Para ello, su primer rival es la derecha democrática. Los republicanos moderados fueron los principales blancos de los insultos de Trump, y terminaron marginados, o humillándose frente a él para lograr su magnanimidad. Algo similar pasó con la derecha brasileña, convertida en cómplice de la locura bolsonarista.

También en Chile hemos visto como los políticos de la derecha tradicional son blancos predilectos de la ultraderecha. El Team Patriota los ataca fuera del Congreso, y diputados republicanos los atacan dentro. Acosan, persiguen y “funan” a los “traidores” que siguen las reglas de la democracia, como el diálogo y la negociación.

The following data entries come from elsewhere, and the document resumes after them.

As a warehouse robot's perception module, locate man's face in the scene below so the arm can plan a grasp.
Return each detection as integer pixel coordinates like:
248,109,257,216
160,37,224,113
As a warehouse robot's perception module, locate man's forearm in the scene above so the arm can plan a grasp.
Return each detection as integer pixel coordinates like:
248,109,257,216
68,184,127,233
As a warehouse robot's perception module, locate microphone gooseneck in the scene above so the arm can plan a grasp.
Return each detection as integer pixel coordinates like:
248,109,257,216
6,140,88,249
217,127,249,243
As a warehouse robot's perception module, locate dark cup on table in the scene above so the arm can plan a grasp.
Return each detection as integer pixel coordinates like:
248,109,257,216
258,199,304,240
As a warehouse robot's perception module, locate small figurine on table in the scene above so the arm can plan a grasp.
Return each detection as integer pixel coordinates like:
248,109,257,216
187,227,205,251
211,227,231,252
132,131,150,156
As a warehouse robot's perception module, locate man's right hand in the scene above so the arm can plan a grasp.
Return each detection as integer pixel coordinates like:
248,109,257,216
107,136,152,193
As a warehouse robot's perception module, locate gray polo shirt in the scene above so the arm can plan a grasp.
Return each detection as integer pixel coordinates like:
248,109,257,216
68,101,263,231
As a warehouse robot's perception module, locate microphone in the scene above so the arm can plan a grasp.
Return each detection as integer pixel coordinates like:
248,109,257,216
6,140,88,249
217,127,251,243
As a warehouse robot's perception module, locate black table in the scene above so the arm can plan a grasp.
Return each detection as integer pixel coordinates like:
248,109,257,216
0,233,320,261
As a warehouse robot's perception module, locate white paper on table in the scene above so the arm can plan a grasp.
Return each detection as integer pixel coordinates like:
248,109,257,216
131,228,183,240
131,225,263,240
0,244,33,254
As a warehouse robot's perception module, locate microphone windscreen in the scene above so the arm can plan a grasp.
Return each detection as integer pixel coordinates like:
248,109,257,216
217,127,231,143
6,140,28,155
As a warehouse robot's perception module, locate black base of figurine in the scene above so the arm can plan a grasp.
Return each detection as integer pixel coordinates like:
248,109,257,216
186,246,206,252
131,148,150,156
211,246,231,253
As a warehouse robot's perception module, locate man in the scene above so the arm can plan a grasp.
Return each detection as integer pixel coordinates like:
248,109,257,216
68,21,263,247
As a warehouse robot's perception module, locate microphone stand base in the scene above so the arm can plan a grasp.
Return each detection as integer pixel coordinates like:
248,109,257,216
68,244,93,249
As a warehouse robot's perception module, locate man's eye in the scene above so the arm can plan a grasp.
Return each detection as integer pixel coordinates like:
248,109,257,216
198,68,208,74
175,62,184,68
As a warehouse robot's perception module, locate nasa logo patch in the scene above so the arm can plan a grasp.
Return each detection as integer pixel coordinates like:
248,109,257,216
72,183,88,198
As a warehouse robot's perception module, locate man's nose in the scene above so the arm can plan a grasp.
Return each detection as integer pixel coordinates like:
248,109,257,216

Un caso ejemplar ocurrió este martes. El Partido Republicano perdió una moción de censura en la Cámara de Diputados. Su reacción fue amedrentar a los parlamentarios de derecha que no votaron como ellos. Luego, su vocero declaró que “si estamos acá es porque no le tenemos respeto a nada ni a nadie”. Luego rectificó, cambiando la palabra “respeto” por “miedo”.

Ese desliz freudiano lo dice todo. Los políticos de derecha están bajo fuego, y deben decidir si alimentan esas llamas, y se condenan a sí mismos a ser el vagón de cola de los ultras, o si defienden su propio espacio como una derecha democrática. Para hacerlo, deberían mirar las experiencias de sus colegas en Estados Unidos y Brasil, barridos por el auge de la ultraderecha.